Tom was listening intently, drinking in the story.

"After a few weeks," the old woman continued, "The fair moved on, and I fully expected never to see Brad again. But Lizzie was convinced that he would be back soon. I feared that she would be heartbroken, losing the first man she had ever really loved. So you can imagine my surprise when, just a few days later, Brad turned up on my doorstep, asking for Lizzie."

"Their courtship lasted nearly two years. Brad travelled a lot, and he would go away for days or weeks at a time. But they wrote letters to each other while they were apart, all the time. I can still see her radiant smile when the postman called."

"I was soon forced to the conclusion that he was quite serious in his interest in her," she continued, "I can still remember clearly the day that Brad proposed to Lizzie, here in this very room, dropping to his knee and asking for her hand. Of course she said yes immediately."

"He presented her with a beautiful engagement ring - something he said had been in his family for generations. The dear boy even took the precaution of asking me about Lizzie - as if I had any real say in the matter!"

The old woman stopped suddenly, with a sob in her voice. The tears were running down Granny's face, as if her pent-up emotions were finally being released by telling her grandson about his past.

Finally, she dried her eyes with a handkerchief, and went on.

"I always felt that Brad had some secret, something in his background. Oh, I knew he was an adventurer, a traveller, but he did seem to have money. He also had a large number of relatives, all from the north, who turned up in force for the wedding and the celebration afterwards. The newlyweds even managed a honeymoon away, staying with some of Brad's relatives up north - I never knew exactly were."

Granny paused again, shaking her head slowly.

"Anyway, after the hoo-hah of the wedding had died down, things couldn't have been better for Lizzie. A generous gift from some distant relative of your father allowed them to set up home in a street not far from the common where they had met. I would visit regularly, and she would come here, too. She always seemed so happy, smiling and singing aloud - she had a wonderful voice."

"The years passed, and you were born. Lizzie seemed complete, content in her role as wife and mother. I was rather looking forward to having a brood of grandchildren around my feet."

Granny looked wistfully at Tom for a moment.

"You were always a good child, you know. Never really poorly, slept through the night from an early age."

"Then, one evening five years or so after the wedding, Lizzie came to see me unexpectedly. You were toddling, no more, and tired by the time you arrived.

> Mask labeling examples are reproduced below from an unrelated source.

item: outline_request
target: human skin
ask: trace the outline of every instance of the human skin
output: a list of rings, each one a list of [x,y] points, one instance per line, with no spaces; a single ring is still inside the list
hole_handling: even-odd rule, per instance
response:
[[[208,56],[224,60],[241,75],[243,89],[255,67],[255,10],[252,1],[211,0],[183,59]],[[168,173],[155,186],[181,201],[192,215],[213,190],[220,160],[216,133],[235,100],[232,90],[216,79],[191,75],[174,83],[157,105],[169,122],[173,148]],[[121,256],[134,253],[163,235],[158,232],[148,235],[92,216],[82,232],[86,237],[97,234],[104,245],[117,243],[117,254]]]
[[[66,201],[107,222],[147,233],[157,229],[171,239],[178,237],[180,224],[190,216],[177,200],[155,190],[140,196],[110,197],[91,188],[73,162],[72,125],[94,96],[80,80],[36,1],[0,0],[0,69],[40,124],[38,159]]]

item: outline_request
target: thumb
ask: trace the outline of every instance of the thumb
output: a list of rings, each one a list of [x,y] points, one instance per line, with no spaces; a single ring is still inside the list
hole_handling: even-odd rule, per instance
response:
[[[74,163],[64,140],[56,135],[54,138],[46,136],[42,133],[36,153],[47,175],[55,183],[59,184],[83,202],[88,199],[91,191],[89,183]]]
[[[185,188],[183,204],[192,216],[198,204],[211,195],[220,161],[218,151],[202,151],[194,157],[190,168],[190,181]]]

Your mother was holding you close, as if she never wanted to let you go."

"'Ma,' she said hurriedly, 'I'm going away, with Brad. I don't know when I'll be coming back. I want you to look after Thomas' - she always called you that - 'until I return. It's very important. Please don't asked questions, because otherwise I will just have to lie to you. Really, it's better that you don't know.'"

"And with that, she thrust you into my arms. That was the last time I ever saw her."

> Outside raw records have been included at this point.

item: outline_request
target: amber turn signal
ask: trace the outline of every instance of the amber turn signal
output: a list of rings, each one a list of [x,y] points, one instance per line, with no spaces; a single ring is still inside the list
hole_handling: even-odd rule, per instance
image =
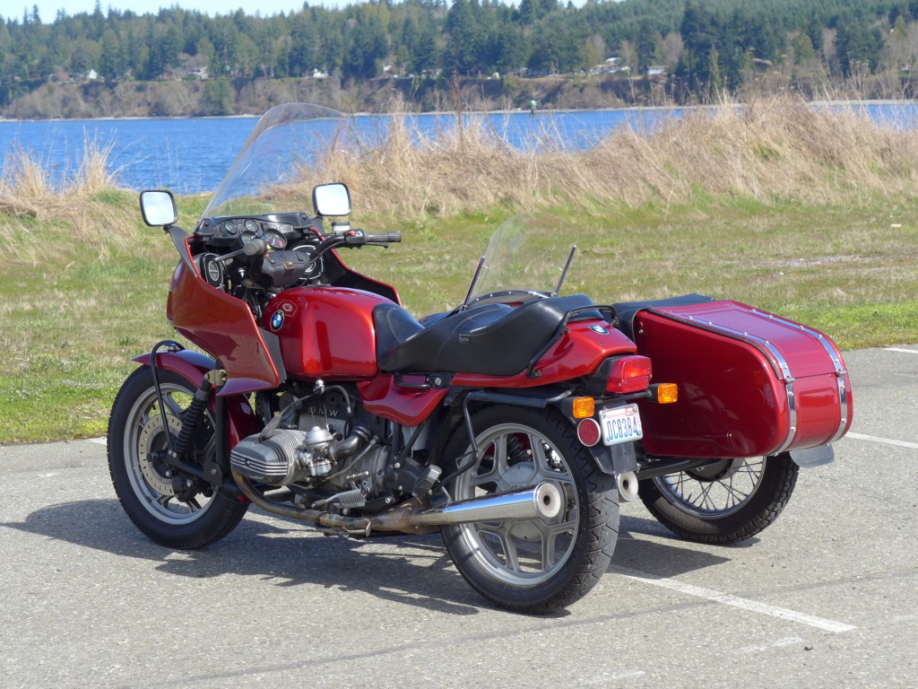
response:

Despite Granny's earlier admonishment, Tom could not help blurting out.

"So they could still be alive?"

Granny smiled wanly.

"I don't think so. It must have been something dangerous, too dangerous to take you along as a babe. I feel sure that, if she was still alive, she would have returned for you. I can't imagine any mother's instinct letting her not return to her child if she could - and my Lizzie was always the perfect mother."

"There's one further thing," Granny said, after a reflective pause, "I think I know more, or at least I knew more at one time. And now somehow I can't bring it to mind even though it's on the tip of my tongue."

She shook here head, as if to clear cobwebs from her mind.

"That's all I can tell you, I'm afraid."